Attending conferences like Collaborate 13 gets me thinking deeply about the process and technologies we use in the P6 suite. If in can think of a single Oracle technology with the most bang-for-the-buck, it would be hands down Database Partitioning.
Partitioning is part of Oracle RDBMS Enterprise Edition. You might think that partitioning is only something applicable to a data warehouse. Not true. Of course it is practically a requirement for any significantly large warehouse (we support partitioning in the P6 Star Schema). But in a basic way partitioning sub-divides large tables into smaller, manageable chucks. This can be useful even in OLTP databases where there are very large tables with queries only looking at subsets of the rows.
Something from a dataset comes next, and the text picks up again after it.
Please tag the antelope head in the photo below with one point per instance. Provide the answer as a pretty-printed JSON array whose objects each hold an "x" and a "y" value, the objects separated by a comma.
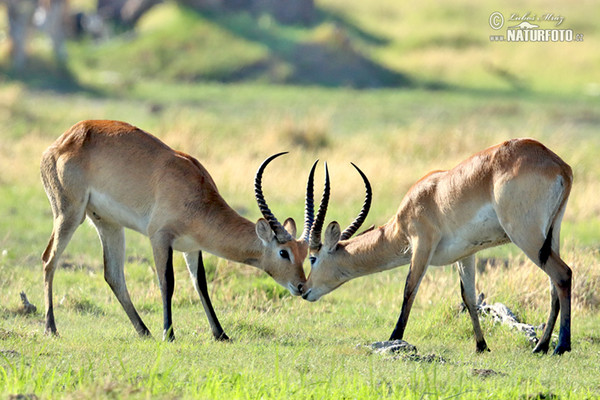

A great example of this in P6 is the PROJWBS table. While this is a single table in the schema, it is really two logical tables. One logical table is very small, containing only the EPS nodes. The majority of the data comes from the individual WBS nodes. When querying just for WBS, this single table structure is no problem. But queries for EPS now contend with a very large table. Simply partitioning this table by EPS and WBS (using the PROJ_NODE_FLAG) can have a major impact on many queries. Another table were OLTP partitioning has significant impact is UDFVALUE because it contains many sub-tables for each subject areas.
There is much more to partitioning and we will look at these in more detail in the future.